At a pretrial hearing conducted pursuant to 10 U.S.C. § 839, DeChamplain challenged these restrictions. The presiding military judge sustained the restrictions, but granted the civilian defense team access to portions of the original record pertaining to the nine documents still at issue, subject to the restrictions applicable to the documents themselves. DeChamplain also moved to dismiss the charges on various grounds, claiming, inter alia, that Art. 134 was unconstitutional. The presiding judge denied the motion. DeChamplain made the same claims in three petitions to the Court of Military Appeals for extraordinary relief. That court denied the petitions,5 stat-

Page 26

ing on the last occasion that '(a) petition for extraordinary relief is not a substitute for appeal.'6

DeChamplain's second court-martial was to begin on November 15, 1973. On October 3, he filed this action in the District Court seeking injunctive relief and asserting, among other claims, that Art. 134 was unconstitutionally vague and that the limitations on access to and use of the classified documents denied him due process and effective assistance of counsel.

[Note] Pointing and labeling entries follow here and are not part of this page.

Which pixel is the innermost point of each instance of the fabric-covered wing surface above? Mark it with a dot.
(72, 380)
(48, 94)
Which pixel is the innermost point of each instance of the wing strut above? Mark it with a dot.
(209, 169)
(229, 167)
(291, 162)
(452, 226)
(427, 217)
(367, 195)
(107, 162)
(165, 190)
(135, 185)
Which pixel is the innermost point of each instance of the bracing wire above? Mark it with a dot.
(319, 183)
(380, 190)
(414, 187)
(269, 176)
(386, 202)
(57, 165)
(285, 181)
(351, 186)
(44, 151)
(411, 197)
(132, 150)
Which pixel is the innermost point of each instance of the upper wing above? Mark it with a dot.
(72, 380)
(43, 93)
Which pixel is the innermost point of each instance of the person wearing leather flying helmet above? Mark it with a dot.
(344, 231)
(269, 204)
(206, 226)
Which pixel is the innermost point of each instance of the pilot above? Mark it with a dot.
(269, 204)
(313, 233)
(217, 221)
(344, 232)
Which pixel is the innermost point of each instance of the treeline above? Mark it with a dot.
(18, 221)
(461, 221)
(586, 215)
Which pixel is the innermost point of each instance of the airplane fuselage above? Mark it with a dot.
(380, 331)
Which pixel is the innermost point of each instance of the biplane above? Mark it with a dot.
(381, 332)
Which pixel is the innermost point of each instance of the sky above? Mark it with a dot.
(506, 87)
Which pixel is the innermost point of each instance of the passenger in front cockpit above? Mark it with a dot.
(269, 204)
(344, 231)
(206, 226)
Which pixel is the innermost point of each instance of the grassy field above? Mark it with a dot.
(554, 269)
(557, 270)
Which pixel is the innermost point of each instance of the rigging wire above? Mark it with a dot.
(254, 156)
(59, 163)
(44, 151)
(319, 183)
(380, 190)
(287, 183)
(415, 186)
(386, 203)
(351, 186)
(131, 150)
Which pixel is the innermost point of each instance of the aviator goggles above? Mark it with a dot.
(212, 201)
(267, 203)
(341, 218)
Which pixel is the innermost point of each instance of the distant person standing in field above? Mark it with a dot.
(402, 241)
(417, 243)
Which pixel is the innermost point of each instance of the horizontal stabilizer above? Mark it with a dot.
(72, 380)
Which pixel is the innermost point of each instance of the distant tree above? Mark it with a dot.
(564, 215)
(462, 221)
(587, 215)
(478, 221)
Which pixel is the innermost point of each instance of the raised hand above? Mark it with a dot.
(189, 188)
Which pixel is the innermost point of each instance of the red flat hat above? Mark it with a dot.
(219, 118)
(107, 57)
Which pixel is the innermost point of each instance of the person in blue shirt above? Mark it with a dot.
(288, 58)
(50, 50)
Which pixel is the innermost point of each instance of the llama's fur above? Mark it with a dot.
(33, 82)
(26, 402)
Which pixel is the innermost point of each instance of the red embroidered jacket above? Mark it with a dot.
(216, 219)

The defendant military authorities moved to dismiss for lack of subject-matter jurisdiction and failure to state a claim upon which relief could be granted. The court denied the motion. It agreed with the military authorities that 'generally a serviceman must first exhaust his military remedies before a federal court will interfere with court martial proceedings.' 367 F.Supp., at 1294. The court believed, however, that the circumstances of the case justified an exception to the rule. Because the issues presented in the case were 'purely legal' and did 'not necessitate determinations which the military forum is best...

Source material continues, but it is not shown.